Type 3 : Partial inferior or hidden lesions. The lesions are typically subtle or not immediately visible even with trans-notch visualization but can be strongly suggested by significant mobility on probing and also by identification of abnormal tissue quality on needling.
Type 4 : A complete tear of the red-red zone. Mobility at probing is very high.
Type 5 : A double tear involving the meniscocapsular junction and a second more anterior tear of the posterior horn.
As these lesions occur, by definition, in a well-vascularized zone, isolated tears that are small (less than 10 mm) and stable may amenable to conservative treatment. If these conditions are not met, suture of the tear is recommended. One of the most popular surgical techniques for treating meniscal ramp lesions is the use of a posteromedial portal suture hook device. This is used to pass a suture through the injured area, which is then tied with sliding knots (described later in this article). More recently, some investigators have proposed alternative treatments like a classic all-inside suture technique or even abrasion and trephination of stable lesions (without repair), when they measure less than 1.5 cm, at the time an ACL reconstruction. Although these studies provide important information, they do not provide sufficient evidence to guide optimal treatment. In contrast, some surgeons have suggested that acute repair is necessary for ramp lesions because the capsular portion of the torn meniscus has a tendency to retract inferiorly, away from the tibial plateau, making it less likely for the tissue to heal spontaneously, thus requiring a specific posteromedial approach for the repair.
An important characteristic of the ramp lesion and one of the reasons why it has been underdiagnosed over the years is the difficulty in observing the tear via classic anterior portals, because the medial femoral condyle is located between the arthroscope and the posterior meniscocapsular junction, where it occurs. This is particularly true in varus knees and in those knees with a tight medial compartment.

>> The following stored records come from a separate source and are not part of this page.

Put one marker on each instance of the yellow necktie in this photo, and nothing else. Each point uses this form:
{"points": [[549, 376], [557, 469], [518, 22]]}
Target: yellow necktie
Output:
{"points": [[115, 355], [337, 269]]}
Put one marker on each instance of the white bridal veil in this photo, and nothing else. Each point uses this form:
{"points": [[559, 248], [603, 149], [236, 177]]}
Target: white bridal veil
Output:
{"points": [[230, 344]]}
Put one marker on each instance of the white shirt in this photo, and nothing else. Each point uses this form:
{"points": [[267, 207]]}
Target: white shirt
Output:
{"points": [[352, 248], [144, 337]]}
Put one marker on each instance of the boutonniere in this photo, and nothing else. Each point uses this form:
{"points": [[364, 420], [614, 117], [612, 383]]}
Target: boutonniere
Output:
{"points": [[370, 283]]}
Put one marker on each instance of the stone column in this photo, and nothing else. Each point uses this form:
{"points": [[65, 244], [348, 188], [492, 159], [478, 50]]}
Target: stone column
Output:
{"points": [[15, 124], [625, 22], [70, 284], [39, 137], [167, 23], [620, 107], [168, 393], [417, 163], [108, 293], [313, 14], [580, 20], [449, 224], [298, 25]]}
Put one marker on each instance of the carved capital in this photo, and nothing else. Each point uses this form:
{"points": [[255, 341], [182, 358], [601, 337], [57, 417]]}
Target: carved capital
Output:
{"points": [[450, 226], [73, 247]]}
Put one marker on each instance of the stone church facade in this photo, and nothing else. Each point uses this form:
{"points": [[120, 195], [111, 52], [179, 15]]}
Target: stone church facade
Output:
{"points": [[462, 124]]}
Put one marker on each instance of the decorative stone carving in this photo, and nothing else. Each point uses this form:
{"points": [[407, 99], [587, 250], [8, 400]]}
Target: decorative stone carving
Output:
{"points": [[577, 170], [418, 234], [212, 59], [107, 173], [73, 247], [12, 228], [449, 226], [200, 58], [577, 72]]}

Some strategies have been proposed to improve visualization of the posteromedial aspect of the knee, including the use of a leg holder for joint distraction along with a large inflow cannula ; or pie crusting of the medial collateral ligament. Despite application of these techniques, the view of the peripheral area of the meniscus remains restricted. To better assess this region, a trans-notch approach is recommended because it provides better visualization of the posterior meniscocapsular junction. Although a ramp lesion may be suspected by increased mobility of the meniscus, it is essential to perform a direct visualization of the posterior meniscocapsular junction, because some of these tears (types I and II) may seem stable when inspected through anterior portals, even after probing. Observing this scenario, Sonnery-Cottet and colleagues have proposed a systematic arthroscopic exploration of the knee joint, using a 30° scope, which includes 4 steps:
Step 1: Standard arthroscopic exploration
Step 2: Exploration of posteromedial compartment and probing the meniscocapsular junction with a needle
Step 3: Creation of a posteromedial portal
Step 4: Meniscal repair procedure
Step 1: Standard Arthroscopic Exploration
The patient is positioned supine on the operating table with a tourniquet applied high on the thigh. A foot support is used to maintain the knee at 90° of flexion during the procedure, while allowing it to be manipulated through full range of motion, as needed ( Fig. 4 ). A standard high lateral parapatellar portal is created for visualization with the arthroscope, while a medial parapatellar portal is created for instrumentation.